Quantum computers promise the ability to solve problems that are intractable in the classical setting¹, but in many cases this is not rigorously proven. It is often possible to establish a provable theoretical advantage for quantum computations by restricting the computational power^{2,3,4,5,6,7,8}. In multiple cases, quantum advantage over these restricted models was demonstrated experimentally^9,10,11,12. Here we consider space-restricted computations that use only one computational classical or quantum bit with a read-only memory as input. We show that n-bit symmetric Boolean functions can be implemented exactly in this framework through the use of quantum signal processing¹³ and O(n²) gates, but in the analogous classical computations some of the functions may only be evaluated with probability \(1/2 + O\left(n/{\sqrt{2}}^n\right)\). We experimentally demonstrate computations of three-bit to six-bit symmetric Boolean functions by quantum circuits with an algorithmic success probability that exceeds the classical limit. This shows that in computations, quantum scrap space offers an advantage over analogous classical space, and calls for an in-depth exploration of space–time trade-offs in quantum circuits.

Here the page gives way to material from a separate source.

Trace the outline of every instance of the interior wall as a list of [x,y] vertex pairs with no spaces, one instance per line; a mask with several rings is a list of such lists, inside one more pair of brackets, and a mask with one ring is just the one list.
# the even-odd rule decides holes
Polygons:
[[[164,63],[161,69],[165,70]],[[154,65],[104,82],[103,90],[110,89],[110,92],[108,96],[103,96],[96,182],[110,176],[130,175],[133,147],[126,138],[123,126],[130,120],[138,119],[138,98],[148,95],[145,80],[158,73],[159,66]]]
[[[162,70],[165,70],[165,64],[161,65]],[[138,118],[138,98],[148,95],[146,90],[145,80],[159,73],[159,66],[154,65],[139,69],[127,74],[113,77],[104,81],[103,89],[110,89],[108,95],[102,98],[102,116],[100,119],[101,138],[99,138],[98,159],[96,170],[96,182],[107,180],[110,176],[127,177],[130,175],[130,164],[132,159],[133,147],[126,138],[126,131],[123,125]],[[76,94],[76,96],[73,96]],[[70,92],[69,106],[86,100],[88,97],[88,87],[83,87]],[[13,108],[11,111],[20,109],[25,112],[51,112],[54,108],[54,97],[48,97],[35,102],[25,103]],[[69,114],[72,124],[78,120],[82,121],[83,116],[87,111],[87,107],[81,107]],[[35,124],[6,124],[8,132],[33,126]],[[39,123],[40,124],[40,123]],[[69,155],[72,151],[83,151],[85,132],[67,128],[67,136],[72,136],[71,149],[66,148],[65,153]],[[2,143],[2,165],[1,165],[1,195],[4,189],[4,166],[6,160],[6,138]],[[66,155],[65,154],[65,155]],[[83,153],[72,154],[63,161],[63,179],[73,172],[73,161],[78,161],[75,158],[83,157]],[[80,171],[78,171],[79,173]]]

量子计算机承诺能够解决经典环境中难以解决的问题¹，但在许多情况下，这并没有得到严格证明。^{通过限制计算能力2,3,4,5,6,7,8}通常可以为量子计算建立可证明的理论优势。在多种情况下，实验证明了这些受限模型的量子优势^9,10,11,12。在这里，我们考虑仅使用一个具有只读存储器的计算经典或量子位作为输入的空间受限计算。我们通过使用量子信号处理¹³和O (n ² ) 门，但在类似的经典计算中，某些函数只能以概率\(1/2 + O\left(n/{\sqrt{2}}^n\right)\)进行评估。我们通过实验证明了通过量子电路计算 3 位到 6 位对称布尔函数，其算法成功概率超过了经典限制。这表明在计算中，量子废料空间比类比经典空间具有优势，需要深入探索量子电路中的时空权衡。